We've been trying to understand how Telegram's VoIP end-to-end encryption works.
Key Exchange
Detailed description of the key exchange algorithm is documented on the Telegram website.
Here is the crux of the algorithm, taken from the same page:
- A->B: generates a and sends g_a_hash := $hash(g^a)$
- B->A: stores g_a_hash, generates b and sends g_b := $g^b$
- A->B: computes key $(g^b)^a$, then sends g_a := $g^a$ and the fingerprint $f\left((g^b)^a\right)$.

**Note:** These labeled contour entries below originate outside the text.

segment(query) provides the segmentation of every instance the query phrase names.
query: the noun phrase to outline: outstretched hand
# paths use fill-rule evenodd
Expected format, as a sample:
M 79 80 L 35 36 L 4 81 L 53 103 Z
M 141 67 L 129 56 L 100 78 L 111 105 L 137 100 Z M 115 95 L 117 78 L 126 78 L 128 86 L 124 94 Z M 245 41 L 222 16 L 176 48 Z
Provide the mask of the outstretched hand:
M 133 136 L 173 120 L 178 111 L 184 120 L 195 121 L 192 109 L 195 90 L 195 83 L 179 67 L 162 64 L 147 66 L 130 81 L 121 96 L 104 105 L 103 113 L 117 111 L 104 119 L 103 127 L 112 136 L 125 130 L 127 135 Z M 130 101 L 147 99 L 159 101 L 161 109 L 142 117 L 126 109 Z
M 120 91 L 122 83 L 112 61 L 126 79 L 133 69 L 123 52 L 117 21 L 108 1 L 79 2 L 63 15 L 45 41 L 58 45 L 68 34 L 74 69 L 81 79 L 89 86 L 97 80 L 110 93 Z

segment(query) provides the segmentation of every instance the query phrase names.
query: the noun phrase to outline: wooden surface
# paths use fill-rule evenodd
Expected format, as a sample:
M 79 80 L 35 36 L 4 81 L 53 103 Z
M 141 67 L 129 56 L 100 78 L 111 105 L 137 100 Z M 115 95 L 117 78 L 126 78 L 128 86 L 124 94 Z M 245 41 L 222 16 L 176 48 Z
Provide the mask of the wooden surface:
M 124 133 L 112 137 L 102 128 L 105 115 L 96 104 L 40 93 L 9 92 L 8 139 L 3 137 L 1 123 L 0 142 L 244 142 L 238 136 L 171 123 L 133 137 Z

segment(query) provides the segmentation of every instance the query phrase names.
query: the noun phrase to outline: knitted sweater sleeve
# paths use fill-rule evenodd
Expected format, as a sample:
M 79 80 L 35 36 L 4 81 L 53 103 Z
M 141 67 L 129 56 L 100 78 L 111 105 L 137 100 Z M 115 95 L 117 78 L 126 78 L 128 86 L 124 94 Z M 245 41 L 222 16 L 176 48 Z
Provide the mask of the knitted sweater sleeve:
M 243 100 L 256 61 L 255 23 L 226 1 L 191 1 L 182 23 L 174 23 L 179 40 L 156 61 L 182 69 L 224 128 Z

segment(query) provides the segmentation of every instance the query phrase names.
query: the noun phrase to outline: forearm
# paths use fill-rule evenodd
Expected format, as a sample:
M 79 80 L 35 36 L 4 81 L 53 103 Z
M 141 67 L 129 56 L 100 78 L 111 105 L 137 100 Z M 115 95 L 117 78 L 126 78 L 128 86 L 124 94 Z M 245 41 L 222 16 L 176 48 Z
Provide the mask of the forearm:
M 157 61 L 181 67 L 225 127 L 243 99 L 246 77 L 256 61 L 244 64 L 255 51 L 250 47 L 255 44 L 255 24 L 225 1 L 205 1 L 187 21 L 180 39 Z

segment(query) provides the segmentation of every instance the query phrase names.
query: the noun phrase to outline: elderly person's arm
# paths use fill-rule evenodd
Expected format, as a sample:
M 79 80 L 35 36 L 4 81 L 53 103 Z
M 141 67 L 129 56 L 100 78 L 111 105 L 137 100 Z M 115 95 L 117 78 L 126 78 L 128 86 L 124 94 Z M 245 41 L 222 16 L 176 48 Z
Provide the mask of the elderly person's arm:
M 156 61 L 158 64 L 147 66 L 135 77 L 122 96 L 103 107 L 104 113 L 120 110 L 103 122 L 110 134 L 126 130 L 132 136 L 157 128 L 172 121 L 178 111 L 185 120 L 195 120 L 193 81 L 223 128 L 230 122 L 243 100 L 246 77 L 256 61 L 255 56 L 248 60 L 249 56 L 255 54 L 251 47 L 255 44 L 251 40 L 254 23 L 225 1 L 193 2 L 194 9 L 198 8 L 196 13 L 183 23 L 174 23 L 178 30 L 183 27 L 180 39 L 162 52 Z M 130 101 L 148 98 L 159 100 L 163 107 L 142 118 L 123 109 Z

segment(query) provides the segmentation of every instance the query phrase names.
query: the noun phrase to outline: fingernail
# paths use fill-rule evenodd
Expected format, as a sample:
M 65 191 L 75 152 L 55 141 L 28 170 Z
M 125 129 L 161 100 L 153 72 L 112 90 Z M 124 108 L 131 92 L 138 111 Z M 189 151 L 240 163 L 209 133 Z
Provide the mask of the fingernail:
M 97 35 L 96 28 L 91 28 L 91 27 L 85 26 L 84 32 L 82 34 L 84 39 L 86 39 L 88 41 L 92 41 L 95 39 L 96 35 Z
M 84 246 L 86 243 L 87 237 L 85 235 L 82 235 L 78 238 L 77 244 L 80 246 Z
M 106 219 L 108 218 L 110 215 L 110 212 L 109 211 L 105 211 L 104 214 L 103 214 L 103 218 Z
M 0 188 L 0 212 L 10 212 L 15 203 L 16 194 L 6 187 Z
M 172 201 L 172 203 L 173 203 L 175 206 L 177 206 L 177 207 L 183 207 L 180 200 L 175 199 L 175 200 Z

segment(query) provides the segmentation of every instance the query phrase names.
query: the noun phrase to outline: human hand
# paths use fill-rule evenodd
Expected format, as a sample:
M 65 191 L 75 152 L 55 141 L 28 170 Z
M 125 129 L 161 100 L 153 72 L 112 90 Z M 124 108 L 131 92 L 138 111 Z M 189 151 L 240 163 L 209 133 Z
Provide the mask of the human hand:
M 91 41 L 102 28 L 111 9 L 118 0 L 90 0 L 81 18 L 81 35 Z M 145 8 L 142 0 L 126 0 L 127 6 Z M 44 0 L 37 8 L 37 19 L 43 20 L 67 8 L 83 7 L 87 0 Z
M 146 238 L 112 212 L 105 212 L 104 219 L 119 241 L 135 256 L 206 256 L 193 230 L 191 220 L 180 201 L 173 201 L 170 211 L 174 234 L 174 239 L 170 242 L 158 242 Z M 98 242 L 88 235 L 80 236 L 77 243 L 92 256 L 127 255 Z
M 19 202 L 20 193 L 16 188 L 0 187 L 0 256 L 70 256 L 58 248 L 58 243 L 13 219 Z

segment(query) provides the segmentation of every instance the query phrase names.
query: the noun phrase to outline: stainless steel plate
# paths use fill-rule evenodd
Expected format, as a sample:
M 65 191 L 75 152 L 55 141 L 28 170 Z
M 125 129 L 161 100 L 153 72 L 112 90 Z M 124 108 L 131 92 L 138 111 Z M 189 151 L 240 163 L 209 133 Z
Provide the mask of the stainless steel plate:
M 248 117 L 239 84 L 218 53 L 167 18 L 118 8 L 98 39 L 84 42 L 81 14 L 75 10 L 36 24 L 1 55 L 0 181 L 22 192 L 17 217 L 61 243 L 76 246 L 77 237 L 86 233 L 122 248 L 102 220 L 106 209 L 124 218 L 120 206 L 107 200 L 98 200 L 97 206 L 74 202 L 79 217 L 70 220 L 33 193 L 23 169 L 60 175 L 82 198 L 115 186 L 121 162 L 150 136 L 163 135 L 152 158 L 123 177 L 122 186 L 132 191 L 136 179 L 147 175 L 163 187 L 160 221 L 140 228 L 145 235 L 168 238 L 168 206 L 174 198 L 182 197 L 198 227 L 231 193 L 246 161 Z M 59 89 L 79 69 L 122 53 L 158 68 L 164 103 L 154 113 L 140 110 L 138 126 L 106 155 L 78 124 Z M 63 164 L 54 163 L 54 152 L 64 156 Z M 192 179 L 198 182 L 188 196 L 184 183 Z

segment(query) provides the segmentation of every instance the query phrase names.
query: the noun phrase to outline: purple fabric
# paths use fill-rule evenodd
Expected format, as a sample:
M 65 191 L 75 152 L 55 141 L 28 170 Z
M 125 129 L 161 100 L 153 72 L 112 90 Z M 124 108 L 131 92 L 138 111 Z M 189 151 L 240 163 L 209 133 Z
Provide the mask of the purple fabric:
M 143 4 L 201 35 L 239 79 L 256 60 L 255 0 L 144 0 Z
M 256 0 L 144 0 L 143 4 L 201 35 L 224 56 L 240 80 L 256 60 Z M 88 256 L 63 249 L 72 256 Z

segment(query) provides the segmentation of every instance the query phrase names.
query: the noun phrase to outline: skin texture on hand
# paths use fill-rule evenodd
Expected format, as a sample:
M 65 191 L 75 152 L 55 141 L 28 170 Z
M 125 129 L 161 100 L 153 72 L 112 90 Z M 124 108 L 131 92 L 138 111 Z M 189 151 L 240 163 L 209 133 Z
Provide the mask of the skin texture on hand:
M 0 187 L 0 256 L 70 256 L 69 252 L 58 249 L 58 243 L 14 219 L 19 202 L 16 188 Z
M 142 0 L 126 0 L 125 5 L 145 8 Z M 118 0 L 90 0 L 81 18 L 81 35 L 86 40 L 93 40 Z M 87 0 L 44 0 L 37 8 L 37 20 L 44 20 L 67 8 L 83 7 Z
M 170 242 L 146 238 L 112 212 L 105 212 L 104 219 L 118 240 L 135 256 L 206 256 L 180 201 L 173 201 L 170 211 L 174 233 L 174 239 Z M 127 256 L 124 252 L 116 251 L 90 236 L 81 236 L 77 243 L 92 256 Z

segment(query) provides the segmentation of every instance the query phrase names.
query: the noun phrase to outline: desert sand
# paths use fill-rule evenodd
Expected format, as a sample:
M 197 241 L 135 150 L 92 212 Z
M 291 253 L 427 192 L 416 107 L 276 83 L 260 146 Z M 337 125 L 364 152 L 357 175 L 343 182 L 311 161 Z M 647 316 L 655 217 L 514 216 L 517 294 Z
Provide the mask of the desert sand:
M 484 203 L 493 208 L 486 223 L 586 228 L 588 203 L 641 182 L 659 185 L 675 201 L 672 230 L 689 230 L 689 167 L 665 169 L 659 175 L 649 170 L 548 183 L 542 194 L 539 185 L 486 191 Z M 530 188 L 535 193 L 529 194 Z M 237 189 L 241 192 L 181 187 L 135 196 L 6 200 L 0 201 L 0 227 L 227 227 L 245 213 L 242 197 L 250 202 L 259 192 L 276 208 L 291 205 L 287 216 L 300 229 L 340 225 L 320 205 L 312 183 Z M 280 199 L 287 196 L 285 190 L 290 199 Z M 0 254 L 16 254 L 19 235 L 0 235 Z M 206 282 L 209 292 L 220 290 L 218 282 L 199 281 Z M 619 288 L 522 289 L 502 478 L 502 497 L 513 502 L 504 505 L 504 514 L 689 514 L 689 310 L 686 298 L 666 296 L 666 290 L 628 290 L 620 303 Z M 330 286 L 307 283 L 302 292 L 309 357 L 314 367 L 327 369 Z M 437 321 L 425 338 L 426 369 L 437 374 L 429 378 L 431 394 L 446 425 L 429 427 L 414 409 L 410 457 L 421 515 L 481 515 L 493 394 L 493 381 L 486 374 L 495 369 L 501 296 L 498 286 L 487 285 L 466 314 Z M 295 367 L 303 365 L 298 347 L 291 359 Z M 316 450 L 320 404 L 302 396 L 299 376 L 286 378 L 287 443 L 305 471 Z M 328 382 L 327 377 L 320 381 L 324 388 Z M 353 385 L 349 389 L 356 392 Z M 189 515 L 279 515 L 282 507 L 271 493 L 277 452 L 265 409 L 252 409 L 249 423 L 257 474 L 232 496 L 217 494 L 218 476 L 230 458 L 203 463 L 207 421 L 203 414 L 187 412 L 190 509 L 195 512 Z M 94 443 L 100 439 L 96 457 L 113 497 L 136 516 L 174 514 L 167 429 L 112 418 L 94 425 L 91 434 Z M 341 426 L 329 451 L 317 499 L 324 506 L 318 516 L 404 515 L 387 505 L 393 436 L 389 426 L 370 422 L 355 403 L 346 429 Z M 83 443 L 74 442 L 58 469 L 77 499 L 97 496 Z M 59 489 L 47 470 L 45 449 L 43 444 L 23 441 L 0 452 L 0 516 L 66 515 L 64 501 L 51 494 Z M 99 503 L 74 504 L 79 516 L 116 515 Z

- B: checks $hash(g^a)$ = g_a_hash, computes key $(g^a)^b$ and checks $f\left((g^a)^b\right) = f\left((g^b)^a\right)$.
For the $hash(x)$ function, they use SHA256. Fingerprint $f(x)$ is the lower 64 bits from SHA1. All messages between $A$ to $B$ go through Telegram server that basically re-transmits messages to the other party.
Questions
Why are they using $hash(g^a)$ in the first step? They say that sending the $hash(g^a)$ first doesn't allow the party $B$ to select $b$ such that $hash((g^a)^b)$ will have some specific properties. Do such attacks exist?
Why $f\left((g^b)^a\right)$ is sent in the last step? They explain it "as an implementation sanity check". Does it make sense?